I've been thinking a lot about trust lately.

And this is something I'm beginning to learn: Trusting God is not just about trusting that He will help me to survive the 45 minute van ride from Gardabani to Tbilisi (when the driver is dodging in and out of traffic, oncoming cars, people, etc...and speeding), or trusting that He will help me find a great husband. It's also about trusting that He will work in the people AROUND me, just as much as He's working IN me.

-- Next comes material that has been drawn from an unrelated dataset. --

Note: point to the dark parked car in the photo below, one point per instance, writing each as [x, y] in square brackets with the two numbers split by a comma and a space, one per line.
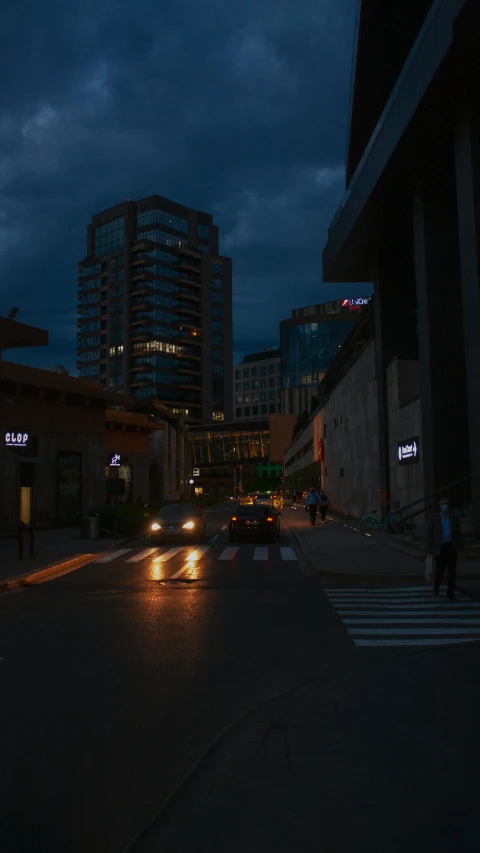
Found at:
[252, 522]
[177, 520]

I know He's got a handle on things (did I use that idiom correctly? I can't tell). But I find that I think (sometimes) that I can cause people to have revelations of God. Like if I do my best to put them in a certain situation, then maybe they will have their "wake-up call" and change their lives. Or if I say/don't say something then maybe they will feel convicted. And thoughts similar to those. But really, I don't know what these people are really thinking or what is really inside of their hearts, because they only show me what they choose to show me. And it's not always truth (just like I don't always show the truth about what's inside of me, although I try to very often). God is the only one that knows. Not me. Not YOU (I say that to "engage" you a little more in this post)! And if I see that He is working in my life, then I can TRUST that He is working in other peoples' lives too.

God is ultimately clever.

Sometimes it's hard, because I want everyone to be okay and for us to all have happy lives. It's hard to watch other people go through difficult times. It's hard for ME to go through difficult times. But difficulty usually brings change. And change is good, as much as we fight it.